For many organizations, complex and rigid legacy infrastructure technology poses a barrier to achieving the new era of intelligence that is the promise of AI. To aid in overcoming those barriers, Pure’s newest family of products makes a generational leap in both power efficiency and performance with a unique combination of hardware and software innovation that reduces power consumption and overall data center footprint.

With a modular architecture and separation of storage computing resources and capacity, storage can be upgraded flexibly and non-disruptively — delivering a highly configurable and customizable platform to target a wide set of modern workloads efficiently.

Envisioning a datacenter-scale operating system for storage management

Separation of storage platforms provides more flexibility in creating highly efficient IT infrastructures. It not only enables administrators to assemble the right balance of IT resources for a given workload to minimize costs, it also allows them to perform upgrades on different resources independently as needed.
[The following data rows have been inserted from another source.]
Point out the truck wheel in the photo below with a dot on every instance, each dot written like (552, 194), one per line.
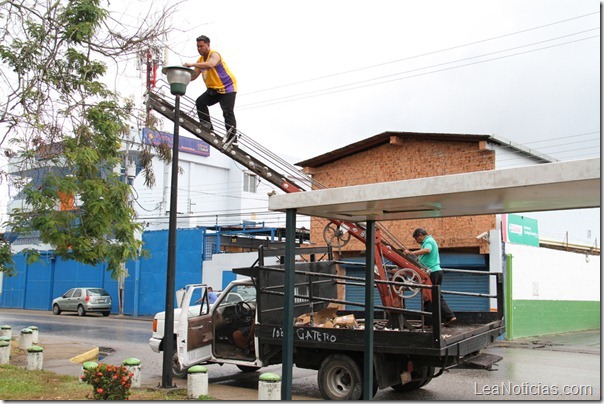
(247, 369)
(339, 378)
(423, 375)
(176, 371)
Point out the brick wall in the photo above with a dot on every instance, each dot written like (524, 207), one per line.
(408, 158)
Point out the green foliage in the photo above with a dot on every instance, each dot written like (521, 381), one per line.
(6, 259)
(109, 382)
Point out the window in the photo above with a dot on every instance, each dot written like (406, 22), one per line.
(249, 182)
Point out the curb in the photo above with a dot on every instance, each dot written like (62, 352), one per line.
(86, 356)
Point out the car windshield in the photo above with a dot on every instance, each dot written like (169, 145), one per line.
(98, 292)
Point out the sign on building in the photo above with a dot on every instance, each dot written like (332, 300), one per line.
(185, 144)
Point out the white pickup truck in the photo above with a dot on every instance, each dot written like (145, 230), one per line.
(245, 327)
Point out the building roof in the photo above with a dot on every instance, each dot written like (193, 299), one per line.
(384, 138)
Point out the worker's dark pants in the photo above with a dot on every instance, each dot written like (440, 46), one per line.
(227, 103)
(437, 277)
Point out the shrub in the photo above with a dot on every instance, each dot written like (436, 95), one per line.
(109, 382)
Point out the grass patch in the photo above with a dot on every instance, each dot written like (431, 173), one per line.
(17, 383)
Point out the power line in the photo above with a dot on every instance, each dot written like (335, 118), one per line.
(421, 55)
(359, 84)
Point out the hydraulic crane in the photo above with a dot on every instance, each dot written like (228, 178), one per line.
(337, 233)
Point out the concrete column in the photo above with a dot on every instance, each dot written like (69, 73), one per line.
(6, 331)
(87, 366)
(4, 353)
(269, 387)
(34, 333)
(25, 340)
(35, 358)
(197, 381)
(133, 365)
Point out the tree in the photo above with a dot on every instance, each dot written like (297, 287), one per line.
(63, 127)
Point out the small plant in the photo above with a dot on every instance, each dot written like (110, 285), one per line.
(109, 382)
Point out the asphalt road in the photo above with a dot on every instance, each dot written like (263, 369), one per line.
(558, 367)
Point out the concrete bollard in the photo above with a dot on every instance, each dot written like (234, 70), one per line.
(87, 366)
(6, 331)
(35, 358)
(25, 341)
(4, 353)
(197, 381)
(34, 333)
(269, 387)
(133, 366)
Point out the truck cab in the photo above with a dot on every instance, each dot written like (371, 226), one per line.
(222, 334)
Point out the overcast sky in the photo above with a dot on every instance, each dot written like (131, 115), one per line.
(317, 75)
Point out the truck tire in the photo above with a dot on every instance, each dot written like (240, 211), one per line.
(176, 371)
(340, 378)
(81, 311)
(423, 375)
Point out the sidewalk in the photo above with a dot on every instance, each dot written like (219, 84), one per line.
(66, 358)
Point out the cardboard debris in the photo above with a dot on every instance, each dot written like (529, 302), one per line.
(326, 318)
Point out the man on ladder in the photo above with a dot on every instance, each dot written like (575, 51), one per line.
(221, 88)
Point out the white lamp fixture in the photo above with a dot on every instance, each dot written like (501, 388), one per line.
(178, 77)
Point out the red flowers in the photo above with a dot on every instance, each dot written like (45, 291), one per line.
(109, 382)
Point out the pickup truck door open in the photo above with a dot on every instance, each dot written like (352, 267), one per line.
(195, 329)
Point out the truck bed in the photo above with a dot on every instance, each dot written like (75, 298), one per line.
(456, 341)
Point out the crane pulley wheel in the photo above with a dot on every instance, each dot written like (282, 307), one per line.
(336, 235)
(408, 276)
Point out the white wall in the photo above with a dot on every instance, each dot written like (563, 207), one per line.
(213, 269)
(546, 274)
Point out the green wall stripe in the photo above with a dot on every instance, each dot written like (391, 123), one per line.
(508, 312)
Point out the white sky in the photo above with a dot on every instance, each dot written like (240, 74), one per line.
(362, 68)
(315, 76)
(530, 97)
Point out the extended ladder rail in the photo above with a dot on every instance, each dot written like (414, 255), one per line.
(165, 108)
(271, 172)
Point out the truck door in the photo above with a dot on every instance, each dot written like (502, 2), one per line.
(195, 332)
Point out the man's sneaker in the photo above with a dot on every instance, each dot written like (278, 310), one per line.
(230, 133)
(207, 126)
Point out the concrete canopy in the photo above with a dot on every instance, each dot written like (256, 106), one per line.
(543, 187)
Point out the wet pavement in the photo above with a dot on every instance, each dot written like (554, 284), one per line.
(530, 364)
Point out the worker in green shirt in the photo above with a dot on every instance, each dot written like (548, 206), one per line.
(428, 255)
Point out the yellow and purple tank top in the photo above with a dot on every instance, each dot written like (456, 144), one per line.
(219, 78)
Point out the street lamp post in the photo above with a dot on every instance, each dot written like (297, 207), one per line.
(178, 77)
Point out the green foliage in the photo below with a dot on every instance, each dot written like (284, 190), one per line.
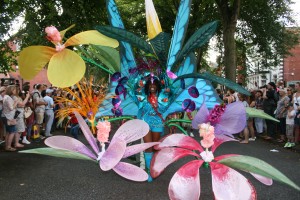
(260, 28)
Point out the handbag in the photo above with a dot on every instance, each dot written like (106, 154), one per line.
(11, 122)
(27, 112)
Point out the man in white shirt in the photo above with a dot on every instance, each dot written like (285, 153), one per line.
(49, 114)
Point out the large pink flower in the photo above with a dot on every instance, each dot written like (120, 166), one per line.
(103, 131)
(53, 34)
(109, 158)
(226, 182)
(208, 133)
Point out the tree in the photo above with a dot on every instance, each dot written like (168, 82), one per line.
(259, 25)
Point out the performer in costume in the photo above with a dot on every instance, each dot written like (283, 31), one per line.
(151, 112)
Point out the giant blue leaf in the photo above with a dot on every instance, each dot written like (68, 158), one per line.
(126, 36)
(217, 79)
(179, 32)
(127, 57)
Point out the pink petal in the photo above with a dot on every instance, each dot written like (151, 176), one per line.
(113, 154)
(70, 144)
(171, 75)
(229, 184)
(87, 132)
(263, 179)
(132, 130)
(134, 149)
(219, 139)
(185, 184)
(200, 117)
(165, 157)
(224, 156)
(130, 172)
(179, 140)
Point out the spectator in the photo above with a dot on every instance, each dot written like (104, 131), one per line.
(290, 93)
(49, 114)
(243, 99)
(296, 103)
(281, 112)
(259, 122)
(39, 105)
(269, 106)
(74, 126)
(229, 98)
(219, 92)
(290, 126)
(20, 126)
(8, 113)
(2, 130)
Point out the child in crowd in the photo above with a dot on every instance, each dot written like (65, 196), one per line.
(290, 126)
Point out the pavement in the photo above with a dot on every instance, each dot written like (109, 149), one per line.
(35, 177)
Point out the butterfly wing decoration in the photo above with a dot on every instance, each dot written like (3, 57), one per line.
(204, 88)
(127, 58)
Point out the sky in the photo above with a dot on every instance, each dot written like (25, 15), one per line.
(296, 13)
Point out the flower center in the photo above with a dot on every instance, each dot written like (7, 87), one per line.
(100, 154)
(207, 156)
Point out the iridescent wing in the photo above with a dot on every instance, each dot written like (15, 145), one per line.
(179, 95)
(127, 58)
(179, 32)
(128, 105)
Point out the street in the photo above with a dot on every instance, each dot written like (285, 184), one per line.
(31, 176)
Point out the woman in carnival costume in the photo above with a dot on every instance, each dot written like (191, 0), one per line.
(151, 112)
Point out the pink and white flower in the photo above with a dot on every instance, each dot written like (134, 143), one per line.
(109, 158)
(185, 184)
(103, 128)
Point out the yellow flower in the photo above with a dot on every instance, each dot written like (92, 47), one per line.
(65, 67)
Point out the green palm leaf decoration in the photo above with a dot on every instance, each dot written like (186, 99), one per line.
(199, 38)
(257, 166)
(110, 57)
(217, 79)
(57, 153)
(161, 45)
(126, 36)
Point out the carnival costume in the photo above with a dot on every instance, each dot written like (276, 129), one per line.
(186, 91)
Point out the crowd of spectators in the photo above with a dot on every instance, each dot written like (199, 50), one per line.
(276, 100)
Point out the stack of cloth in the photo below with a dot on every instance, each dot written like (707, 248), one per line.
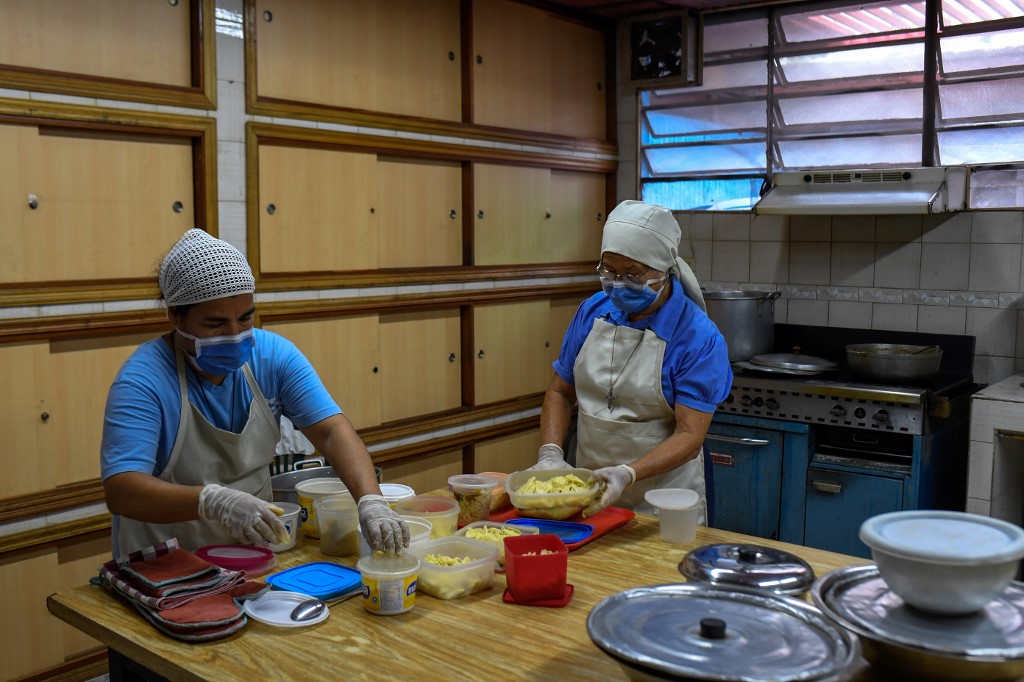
(180, 594)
Pure’s new platform evolves over time in alignment with customer requirements and leverages nearly unlimited scalable metadata architecture, offering more than double the density, performance and power efficiency of previous versions. It also helps end users deliver on sustainability mandates with better performance on key metrics such as capacity per watt, bandwidth per watt, and capacity per rack-unit, resulting in an overall smaller data center footprint.

But where is the datacenter-scale operating system for storage management? Today, manual data management is required to improve efficiency for workloads stuck in suboptimal infrastructure silos, slowing progress towards sustainability, cost and agility goals.

Delivering storage as code solves that puzzle. Pure Fusion, Pure’s autonomous storage model, enables users to achieve better outcomes through automation by embracing the agility and scalability of the cloud computing model. Intelligent workload management continually optimizes storage pools by rebalancing workloads on the fly.

At Pure, we take pride in driving innovation through better science — so that customers can build smarter and automatic policies in the data center to improve energy efficiency at massive scale. And that’s good for end users, the bottom line and the planet.

Brian Gold is Engineering Director at Pure Storage.